Hidangan ini biasanya disajikan dengan gula merah cair sebagai pemanis.
Bubur sumsum sering dinikmati sebagai sarapan atau camilan sore hari.
Teksturnya yang lembut dan rasanya yang manis membuatnya menjadi favorit banyak orang di seluruh Indonesia.
Nasi Jagung
Nasi Jagung: Alternatif Sehat dari Nasi Putih
Nasi jagung adalah alternatif nasi putih yang terbuat dari jagung kering yang ditumbuk halus.
Hidangan ini populer di daerah-daerah seperti Jawa Timur dan Madura.

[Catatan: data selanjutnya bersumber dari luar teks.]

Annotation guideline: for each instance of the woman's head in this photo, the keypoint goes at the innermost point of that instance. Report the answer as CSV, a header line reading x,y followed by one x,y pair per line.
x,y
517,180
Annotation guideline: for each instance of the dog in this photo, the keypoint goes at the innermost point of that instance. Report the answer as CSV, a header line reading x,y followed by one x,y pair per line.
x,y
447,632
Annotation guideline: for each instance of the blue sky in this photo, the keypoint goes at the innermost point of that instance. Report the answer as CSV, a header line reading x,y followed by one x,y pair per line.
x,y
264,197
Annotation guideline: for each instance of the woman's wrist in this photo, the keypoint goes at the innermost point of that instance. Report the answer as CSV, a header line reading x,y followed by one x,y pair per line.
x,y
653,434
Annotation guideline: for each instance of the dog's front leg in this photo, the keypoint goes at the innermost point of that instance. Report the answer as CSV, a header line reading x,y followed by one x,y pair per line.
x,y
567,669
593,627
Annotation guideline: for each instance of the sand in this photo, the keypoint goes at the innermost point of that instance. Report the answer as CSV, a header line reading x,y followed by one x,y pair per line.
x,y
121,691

Nasi jagung sering disajikan dengan lauk pauk seperti ikan asin atau sayuran rebus, memberikan rasa gurih dan tekstur unik pada setiap suapan.
Tiwul
Tiwul: Makanan Pokok dari Singkong
Tiwul adalah makanan pokok tradisional dari singkong yang dikeringkan dan ditumbuk menjadi butiran kecil.
Biasanya dimasak dengan air hingga mengembang dan disajikan dengan lauk pauk sederhana seperti sayuran atau ikan asin.
Tiwul dikenal karena kandungan seratnya yang tinggi dan merupakan sumber energi bagi masyarakat pedesaan.
Emping Melinjo
Emping Melinjo: Camilan Renyah Bersejarah
Emping melinjo adalah camilan renyah yang terbuat dari biji melinjo yang digoreng hingga garing.
Camilan ini sering dijadikan pelengkap hidangan utama atau dinikmati sendiri sebagai kudapan ringan.
Emping melinjo memiliki rasa gurih sedikit pahit khas biji melinjo, menjadikannya pilihan populer di berbagai acara.
Ketan Hitam
Ketan Hitam: Manisnya Tradisi Nusantara
Ketan hitam adalah hidangan penutup manis berbahan dasar beras ketan hitam, dimasak bersama santan dan gula kelapa untuk menciptakan rasa lezat dan legit.
Biasanya disajikan hangat atau dingin, ketan hitam sering kali menjadi pilihan dalam perayaan adat maupun sehari-hari karena cita rasanya yang khas serta teksturnya kenyal memikat selera banyak orang di Indonesia.